No, that is a spec bug

EFI_MEMORY_RO and EFI_MEMORY_XP are essential for things like the
memory attributes table, which prevents UEFI memory regions from being
an exploit walhalla consisting only of memory regions that are
writable and executable at the same time, which would defeat all the
hard work OS engineers are doing to tighten memory permissions in
privileged execution contexts.

In this particular case, having a read-write-execute framebuffer could
be a security hazard as well, so I'd prefer to strip the executable
permissions here.


>> -----Original Message-----
>> From: edk2-devel [mailto:edk2-devel-bounces@lists.01.org] On Behalf Of
>> Evan Lloyd
>> Sent: 08 January 2018 18:51
>> To: Ard Biesheuvel <ard.biesheuvel@linaro.org>
>> Cc: "Matteo.Carlini@arm.com"@arm.com;
>> "leif.lindholm@linaro.org"@arm.com; "nd@arm.com"@arm.com; edk2-
>> devel@lists.01.org; Arvind Chauhan <Arvind.Chauhan@arm.com>;
>> "ard.biesheuvel@linaro.org"@arm.com; Thomas Abraham
>> <thomas.abraham@arm.com>
>> Subject: Re: [edk2] [PATCH edk2-platforms v2 15/18] ARM/VExpressPkg:
>> New DP500/DP550/DP650 platform library.
>>
>>
>>
>> > -----Original Message-----
>> > From: Ard Biesheuvel [mailto:ard.biesheuvel@linaro.org]
>> > Sent: 23 December 2017 16:07
>> > To: Evan Lloyd <Evan.Lloyd@arm.com>
>> > Cc: edk2-devel@lists.01.org; Arvind Chauhan
>> <Arvind.Chauhan@arm.com>;
>> > Daniil Egranov <Daniil.Egranov@arm.com>; Thomas Abraham
>> > <thomas.abraham@arm.com>; "ard.biesheuvel@linaro.org"@arm.com;
>> > "leif.lindholm@linaro.org"@arm.com;
>> > "Matteo.Carlini@arm.com"@arm.com; "nd@arm.com"@arm.com
>> > Subject: Re: [PATCH edk2-platforms v2 15/18] ARM/VExpressPkg: New
>> > DP500/DP550/DP650 platform library.
>> >
> ...
>> > > +  // Mark the VRAM as write-combining. The VRAM is inside the DRAM,
>> > > + which is  // cacheable, for ARM/AArch64 EFI_MEMORY_WC memory
>> is
>> > actually uncached.
>> > > +  Status = gDS->SetMemorySpaceAttributes (
>> > > +                  *VramBaseAddress,
>> > > +                  *VramSize,
>> > > +                  EFI_MEMORY_WC
>> >
>> > Please add EFI_MEMORY_XP here
>> >
>>
>>  [[Evan Lloyd]] We can do that, happily.  However, in looking at this we
>> found that the UEFI spec has in "2.3.6 AArch64 Platforms", section "2.3.6.1
>> Memory types":
>> EFI_MEMORY_XP, ...                                                                             Not used
>> or defined
>>
>> Does that suggest we need a minor spec update?
>>
>> > > +                  );
> ...
> IMPORTANT NOTICE: The contents of this email and any attachments are confidential and may also be privileged. If you are not the intended recipient, please notify the sender immediately and do not disclose the contents to any other person, use it for any purpose, or store or copy the information in any medium. Thank you.

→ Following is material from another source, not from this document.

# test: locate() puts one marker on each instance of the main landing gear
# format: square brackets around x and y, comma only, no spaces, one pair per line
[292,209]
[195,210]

     prev parent reply	other threads:[~2018-03-14 19:33 UTC|newest]

Thread overview: 2+ messages / expand[flat|nested]  mbox.gz  Atom feed  top
2018-03-14 19:34 AARCH64:Use of EFI_MEMORY_XP Evan Lloyd
2018-03-14 19:39 ` Ard Biesheuvel [this message]

Reply instructions:

You may reply publicly to this message via plain-text email
using any one of the following methods:

* Save the following mbox file, import it into your mail client,
  and reply-to-list from there: mbox

  Avoid top-posting and favor interleaved quoting:
  https://en.wikipedia.org/wiki/Posting_style#Interleaved_style

* Reply using the --to, --cc, and --in-reply-to
  switches of git-send-email(1):

  git send-email \
    --in-reply-to=CAKv+Gu-4Lv_FHOsM-BQXZeUASg8NNeCuKMTkLx-oEEnLADz-HQ@mail.gmail.com \
    --to=devel@edk2.groups.io \
    /path/to/YOUR_REPLY

  https://kernel.org/pub/software/scm/git/docs/git-send-email.html

* If your mail client supports setting the In-Reply-To header
  via mailto: links, try the mailto: link

Be sure your reply has a Subject: header at the top and a blank line before the message body.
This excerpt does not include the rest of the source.